In 1932 Sam formed the Gray Land Corporation.  this involved the property he owned in Owen County where the farm was.  In 1935, Sam’s son Harry died.  Harry had also been a real estate dealer in Terre Haute. That same year, Sam and Etta left Terre Haute and moved to the farm in Owen County, Indiana. Sam retained his numerous offices: from1936 to1938 he was the Treasurer of Standard Investment.  And in 1939, his beloved Lake Graybrook was completed.  The lake had been developed on Sam’s property in Owen County as a WPA project.  He built a big boathouse there and a cabin for his daughter Nye on five acres.  The rest of the lake property was sold as on or two acre properties.  Nye’s five acres remains in the family today.  The old cabin is gone, but was replaced by a three bedroom summer home where the family has spent every summer visiting since 1939.

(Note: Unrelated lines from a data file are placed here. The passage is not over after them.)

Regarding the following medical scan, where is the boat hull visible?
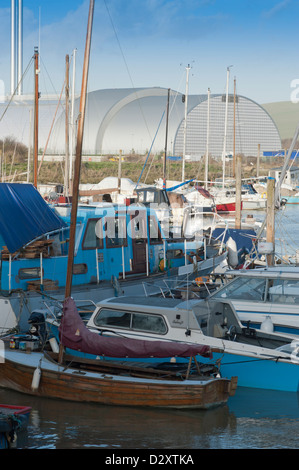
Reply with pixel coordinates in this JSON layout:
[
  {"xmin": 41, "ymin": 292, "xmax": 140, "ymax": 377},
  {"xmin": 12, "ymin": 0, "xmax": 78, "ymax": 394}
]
[
  {"xmin": 0, "ymin": 351, "xmax": 238, "ymax": 409},
  {"xmin": 209, "ymin": 354, "xmax": 299, "ymax": 393}
]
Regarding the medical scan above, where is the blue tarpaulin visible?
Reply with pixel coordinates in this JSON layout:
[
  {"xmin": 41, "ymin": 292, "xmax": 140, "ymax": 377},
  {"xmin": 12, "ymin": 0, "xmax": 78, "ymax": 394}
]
[{"xmin": 0, "ymin": 183, "xmax": 66, "ymax": 253}]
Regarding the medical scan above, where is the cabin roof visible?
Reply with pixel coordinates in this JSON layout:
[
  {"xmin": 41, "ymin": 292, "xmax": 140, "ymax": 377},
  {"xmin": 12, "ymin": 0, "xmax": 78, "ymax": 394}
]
[{"xmin": 98, "ymin": 296, "xmax": 202, "ymax": 310}]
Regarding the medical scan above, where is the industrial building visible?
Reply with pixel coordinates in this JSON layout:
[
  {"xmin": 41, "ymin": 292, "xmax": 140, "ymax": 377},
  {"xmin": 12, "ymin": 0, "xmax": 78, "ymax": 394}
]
[
  {"xmin": 0, "ymin": 87, "xmax": 281, "ymax": 159},
  {"xmin": 0, "ymin": 0, "xmax": 282, "ymax": 160}
]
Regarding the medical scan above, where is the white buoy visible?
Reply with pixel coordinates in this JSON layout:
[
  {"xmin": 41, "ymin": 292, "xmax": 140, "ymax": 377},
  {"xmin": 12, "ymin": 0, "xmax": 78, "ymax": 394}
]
[
  {"xmin": 261, "ymin": 315, "xmax": 274, "ymax": 333},
  {"xmin": 226, "ymin": 237, "xmax": 239, "ymax": 268},
  {"xmin": 49, "ymin": 337, "xmax": 59, "ymax": 353},
  {"xmin": 31, "ymin": 366, "xmax": 42, "ymax": 392}
]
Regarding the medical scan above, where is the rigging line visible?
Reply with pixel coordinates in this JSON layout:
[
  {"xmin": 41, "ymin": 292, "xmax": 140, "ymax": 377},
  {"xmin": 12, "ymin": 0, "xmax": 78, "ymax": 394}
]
[
  {"xmin": 135, "ymin": 111, "xmax": 165, "ymax": 189},
  {"xmin": 37, "ymin": 81, "xmax": 65, "ymax": 176},
  {"xmin": 0, "ymin": 57, "xmax": 33, "ymax": 122},
  {"xmin": 104, "ymin": 0, "xmax": 155, "ymax": 143}
]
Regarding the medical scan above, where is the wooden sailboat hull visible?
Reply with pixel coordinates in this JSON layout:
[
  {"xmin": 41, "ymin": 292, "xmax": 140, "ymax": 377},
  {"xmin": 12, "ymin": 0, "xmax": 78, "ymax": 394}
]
[{"xmin": 0, "ymin": 351, "xmax": 236, "ymax": 409}]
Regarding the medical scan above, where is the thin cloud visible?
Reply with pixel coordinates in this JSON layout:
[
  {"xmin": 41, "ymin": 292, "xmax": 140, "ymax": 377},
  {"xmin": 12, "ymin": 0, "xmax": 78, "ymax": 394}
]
[{"xmin": 263, "ymin": 0, "xmax": 291, "ymax": 18}]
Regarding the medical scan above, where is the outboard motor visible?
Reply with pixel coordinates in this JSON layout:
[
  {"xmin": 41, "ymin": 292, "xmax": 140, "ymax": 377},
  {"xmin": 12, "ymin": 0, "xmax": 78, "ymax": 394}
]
[{"xmin": 28, "ymin": 310, "xmax": 47, "ymax": 344}]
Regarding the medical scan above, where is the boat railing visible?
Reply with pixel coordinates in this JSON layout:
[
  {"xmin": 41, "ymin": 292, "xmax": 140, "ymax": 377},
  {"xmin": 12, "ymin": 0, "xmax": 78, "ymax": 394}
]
[{"xmin": 142, "ymin": 276, "xmax": 211, "ymax": 299}]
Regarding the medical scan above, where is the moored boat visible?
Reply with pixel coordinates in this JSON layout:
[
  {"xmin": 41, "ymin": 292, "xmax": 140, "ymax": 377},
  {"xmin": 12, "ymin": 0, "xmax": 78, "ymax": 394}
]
[{"xmin": 0, "ymin": 405, "xmax": 31, "ymax": 449}]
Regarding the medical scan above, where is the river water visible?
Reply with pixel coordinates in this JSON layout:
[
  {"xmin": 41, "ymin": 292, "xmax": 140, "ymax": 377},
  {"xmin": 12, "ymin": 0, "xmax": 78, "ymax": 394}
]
[{"xmin": 0, "ymin": 206, "xmax": 299, "ymax": 452}]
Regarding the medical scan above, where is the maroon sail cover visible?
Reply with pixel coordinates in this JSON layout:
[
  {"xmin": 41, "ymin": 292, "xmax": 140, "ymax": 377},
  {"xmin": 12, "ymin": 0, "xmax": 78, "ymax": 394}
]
[{"xmin": 59, "ymin": 297, "xmax": 212, "ymax": 358}]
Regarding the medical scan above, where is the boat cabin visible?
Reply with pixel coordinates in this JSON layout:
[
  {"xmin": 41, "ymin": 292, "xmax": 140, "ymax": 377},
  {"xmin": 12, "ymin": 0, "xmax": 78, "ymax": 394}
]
[{"xmin": 1, "ymin": 203, "xmax": 203, "ymax": 292}]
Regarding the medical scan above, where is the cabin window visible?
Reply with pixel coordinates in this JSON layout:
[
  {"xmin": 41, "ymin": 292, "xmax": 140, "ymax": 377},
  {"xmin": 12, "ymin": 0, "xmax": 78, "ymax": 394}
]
[
  {"xmin": 166, "ymin": 249, "xmax": 184, "ymax": 259},
  {"xmin": 73, "ymin": 263, "xmax": 88, "ymax": 274},
  {"xmin": 148, "ymin": 215, "xmax": 163, "ymax": 245},
  {"xmin": 268, "ymin": 279, "xmax": 299, "ymax": 304},
  {"xmin": 132, "ymin": 313, "xmax": 167, "ymax": 335},
  {"xmin": 213, "ymin": 276, "xmax": 266, "ymax": 301},
  {"xmin": 82, "ymin": 219, "xmax": 103, "ymax": 250},
  {"xmin": 18, "ymin": 268, "xmax": 44, "ymax": 280},
  {"xmin": 105, "ymin": 216, "xmax": 127, "ymax": 248},
  {"xmin": 95, "ymin": 309, "xmax": 131, "ymax": 328},
  {"xmin": 94, "ymin": 308, "xmax": 167, "ymax": 335}
]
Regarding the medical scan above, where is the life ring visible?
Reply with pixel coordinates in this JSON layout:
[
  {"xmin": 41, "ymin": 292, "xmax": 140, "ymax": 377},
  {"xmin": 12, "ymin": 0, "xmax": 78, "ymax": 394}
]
[
  {"xmin": 194, "ymin": 276, "xmax": 209, "ymax": 286},
  {"xmin": 159, "ymin": 258, "xmax": 168, "ymax": 272}
]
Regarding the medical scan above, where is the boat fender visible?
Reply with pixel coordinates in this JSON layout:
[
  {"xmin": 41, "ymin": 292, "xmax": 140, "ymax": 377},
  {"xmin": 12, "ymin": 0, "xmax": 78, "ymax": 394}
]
[
  {"xmin": 261, "ymin": 315, "xmax": 274, "ymax": 333},
  {"xmin": 31, "ymin": 365, "xmax": 42, "ymax": 392},
  {"xmin": 226, "ymin": 237, "xmax": 239, "ymax": 268}
]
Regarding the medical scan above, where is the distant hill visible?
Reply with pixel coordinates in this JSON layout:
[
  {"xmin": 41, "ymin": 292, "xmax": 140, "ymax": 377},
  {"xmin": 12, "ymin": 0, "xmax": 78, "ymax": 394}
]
[{"xmin": 262, "ymin": 101, "xmax": 299, "ymax": 147}]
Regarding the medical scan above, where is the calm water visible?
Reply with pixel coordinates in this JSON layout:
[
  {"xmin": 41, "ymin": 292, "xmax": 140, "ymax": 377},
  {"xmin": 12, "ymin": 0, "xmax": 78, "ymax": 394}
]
[
  {"xmin": 0, "ymin": 206, "xmax": 299, "ymax": 456},
  {"xmin": 0, "ymin": 388, "xmax": 299, "ymax": 455}
]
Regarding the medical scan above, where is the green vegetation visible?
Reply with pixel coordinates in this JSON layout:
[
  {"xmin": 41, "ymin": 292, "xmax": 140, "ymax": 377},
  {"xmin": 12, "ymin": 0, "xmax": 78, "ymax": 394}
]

In the 1940 census, Sam and Etta were listed as living on the farm.  He was also the Vice President of Central Federal Savings and Loan in Terre Haute.


 In 1946, Sam sold the farm to his granddaughter, Mary, and her husband.

In 1950 Sam’s daughter Marie died and in 1951, his daughter, Nye, died.

Sam died on the 6th of January in 1953. Sadly, when he died only one of his five children was living (Fred).  Sam had six grandchildren, five living when he died.  He also had four great-grandchildren at the time of his death.  Samuel Erskine Gray was ninety-one years old.  He is buried in Highland Lawn Cemetery in Terre Haute, along with his wife, Cora, and his children Fred, Harry and Gladys.

I think that Sam was a generous man based on letters I have found written to my grandmother Nye from him.  In one letter he mentioned that he had provided for his grandson’s (my dad) college tuition. He certainly started out life without anything living and working on a farm.  He appeared to be a quite ambitious man through-out his life who accomplished much.